Obama's first few months weren't as frenzied as Roosevelt's--but they might have been more productive.

There is no very good reason to judge a new president by his first 100 days. Some of our greatest presidents accomplished little in their first months. Some of our least successful had impressive beginnings. But ever since the New Deal trumpeted the successes of its own first 100 days, it has been common to take note of what subsequent presidents have done in the same period. President Obama is aware of the history. He read books about Roosevelt’s first 100 days before he took office, and some members of his team have referred often to what they hoped to accomplish in their first months. So it makes more than usual sense to consider what the new administration has accomplished in this short but significant period--one that has been less frenetic than Franklin Roosevelt’s, but in some ways more productive. (For photographs from Obama's first 100 days, click here.)

Franklin Roosevelt was a dynamo of energy in his first 100 days, and the frenzy of activity that he created was itself important in building confidence and optimism in the face of growing panic. Roosevelt’s inaugural address promised “action, and action now.” He made liberal use of radio, the first president to have done so, to make sure that Americans were aware of what he was doing. But most of all, he passed legislation--lots of it, and not all of it good.

One of his first bills, the Economy Act, reduced government spending in such areas as veteran benefits and the salaries of federal employees--and it actually exacerbated the nation’s greatest problem, deflation. The National Industrial Recovery Act, the most popular legislative achievement of Roosevelt’s first 100 days, created a corporatist behemoth that also promoted deflation by artificially increasing prices without increasing incomes. Its failure was visible well before the Supreme Court struck it down in 1935.

But in those early days, Roosevelt did more good than harm. He saved the financial system from collapse, almost certainly the most important event in the first 100 days, and perhaps in the first two years, of the administration. The “banking holiday” he declared immediately after his inauguration, the passage of the Glass-Steagall Act (which created the Federal Deposit Insurance Corporation, and whose repeal in 1999 is often blamed for much of our own present crisis), and the birth of the Securities and Exchange Commission (the undermining of which in recent years contributed to the financial collapse)--together, these measures helped the nation’s financial institutions to survive, even if they did not immediately flourish. Other New Deal measures in these first months helped create a significant public works program, jobs for the unemployed, relief for people in need, and aid to the staggering farm economy.

The Obama administration didn’t push through the sheer number of initiatives of the New Deal’s first months--but its achievements are impressive nevertheless, and appear more likely to create a better ratio between good programs and bad ones. Roosevelt’s efforts to stimulate economic growth through public works and relief programs were trivial compared to the enormity of Obama’s stimulus package (which some critics feel is itself inadequate to the need). His effort to stabilize and strengthen the banks is still a work in progress--and a much more difficult task than the one Roosevelt faced--but it far exceeds in size and expense any such effort in our history. His first budget, not yet through Congress, marks the boldest change in public policy since at least 1980 and offers the first realistic hope of serious health care reform since 1994.

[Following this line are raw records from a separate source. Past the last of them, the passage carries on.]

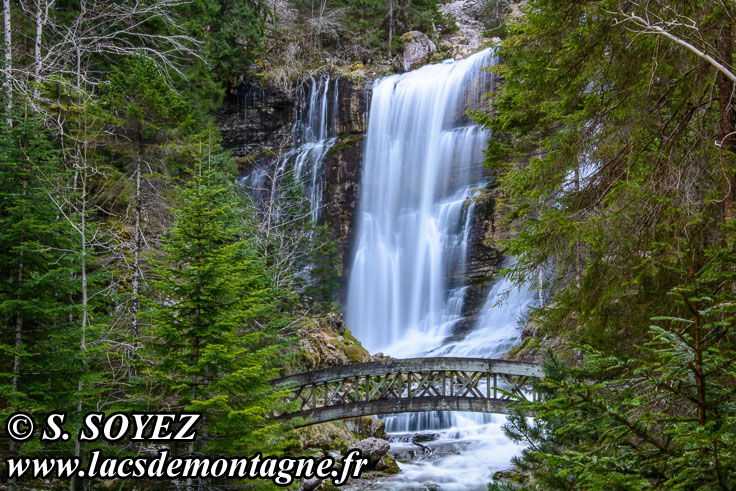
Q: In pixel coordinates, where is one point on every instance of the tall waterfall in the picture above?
(313, 133)
(422, 166)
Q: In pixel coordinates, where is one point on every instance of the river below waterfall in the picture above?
(422, 167)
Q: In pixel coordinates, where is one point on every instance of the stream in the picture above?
(422, 167)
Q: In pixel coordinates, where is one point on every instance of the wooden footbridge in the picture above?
(415, 384)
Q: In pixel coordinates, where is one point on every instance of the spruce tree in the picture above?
(215, 325)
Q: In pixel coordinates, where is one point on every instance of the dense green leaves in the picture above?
(216, 323)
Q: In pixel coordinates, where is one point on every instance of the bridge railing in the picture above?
(414, 384)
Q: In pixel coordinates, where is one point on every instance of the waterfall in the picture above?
(314, 133)
(422, 167)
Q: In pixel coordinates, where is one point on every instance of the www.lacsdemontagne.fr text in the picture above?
(281, 471)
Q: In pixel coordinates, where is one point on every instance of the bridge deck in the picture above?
(411, 385)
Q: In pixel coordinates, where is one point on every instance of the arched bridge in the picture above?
(415, 384)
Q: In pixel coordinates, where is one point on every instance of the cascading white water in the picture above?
(422, 161)
(421, 168)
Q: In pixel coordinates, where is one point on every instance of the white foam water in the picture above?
(421, 168)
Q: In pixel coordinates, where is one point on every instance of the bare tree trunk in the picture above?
(726, 121)
(7, 63)
(136, 259)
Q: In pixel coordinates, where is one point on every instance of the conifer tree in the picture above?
(215, 325)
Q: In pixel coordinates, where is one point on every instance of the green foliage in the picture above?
(659, 419)
(608, 177)
(604, 156)
(233, 32)
(216, 326)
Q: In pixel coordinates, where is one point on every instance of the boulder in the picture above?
(372, 449)
(418, 49)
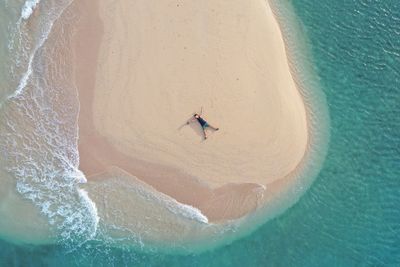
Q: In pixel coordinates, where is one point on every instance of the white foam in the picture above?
(28, 8)
(186, 211)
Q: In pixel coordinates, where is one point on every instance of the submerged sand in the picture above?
(144, 67)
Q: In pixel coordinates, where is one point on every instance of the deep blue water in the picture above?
(351, 214)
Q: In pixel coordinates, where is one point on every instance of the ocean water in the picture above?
(350, 215)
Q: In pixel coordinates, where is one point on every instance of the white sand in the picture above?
(160, 61)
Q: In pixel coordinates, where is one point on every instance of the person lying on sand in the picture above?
(203, 123)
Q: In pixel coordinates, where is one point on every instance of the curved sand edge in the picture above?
(270, 148)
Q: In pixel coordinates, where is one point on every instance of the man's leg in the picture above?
(212, 127)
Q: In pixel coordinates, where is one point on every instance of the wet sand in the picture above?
(144, 67)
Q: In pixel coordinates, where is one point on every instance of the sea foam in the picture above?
(38, 123)
(28, 8)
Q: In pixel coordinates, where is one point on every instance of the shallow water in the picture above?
(350, 215)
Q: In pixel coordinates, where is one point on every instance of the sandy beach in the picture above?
(144, 67)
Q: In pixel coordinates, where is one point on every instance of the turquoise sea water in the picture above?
(351, 214)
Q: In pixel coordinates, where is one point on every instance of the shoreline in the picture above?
(88, 138)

Roosevelt in his first 100 days had few international challenges, other than avoiding bad proposals from Britain and other ailing nations. Obama faces a much more bewildering array of foreign policy problems. And while no major victories, military or diplomatic, are yet in sight, he has significantly changed the tone and image of American internationalism in ways that should make future progress more likely. He has repudiated the use of torture (and made public official documents confirming its use), reduced some of the discredited hype over the “war on terror,” treated friends and potential antagonists alike with courtesy and respect, and created a cool and pragmatic approach to America’s role in the world that has softened the often ideological and inflexible policies of the recent past.

Perhaps most importantly, Obama has taken a shaken nation, deeply disillusioned with government, and helped it believe again that politics is not necessarily a dirty word, that progress can be made, and that government can at least sometimes be trusted. Just as Roosevelt helped create confidence through his “fireside chats” on the radio, Obama has proved to be an exceptional communicator on television, radio, and the Internet.

Effective communication was crucial to Roosevelt, because his first 100 days were important less for their achievements than for the political power they gave him to confront the more daunting tasks that still awaited. Obama, similarly, is going to need all the accumulated goodwill of his first 100 days to address the terrible problems that stand before him: two intractable wars, a continuing financial crisis, the prospect of nuclear enemies, and dangers we don’t even know about yet (like the flu a week ago). The 100 days are over, and the real work is still to come.

Alan Brinkley is provost and Allan Nevins Professor of History at Columbia.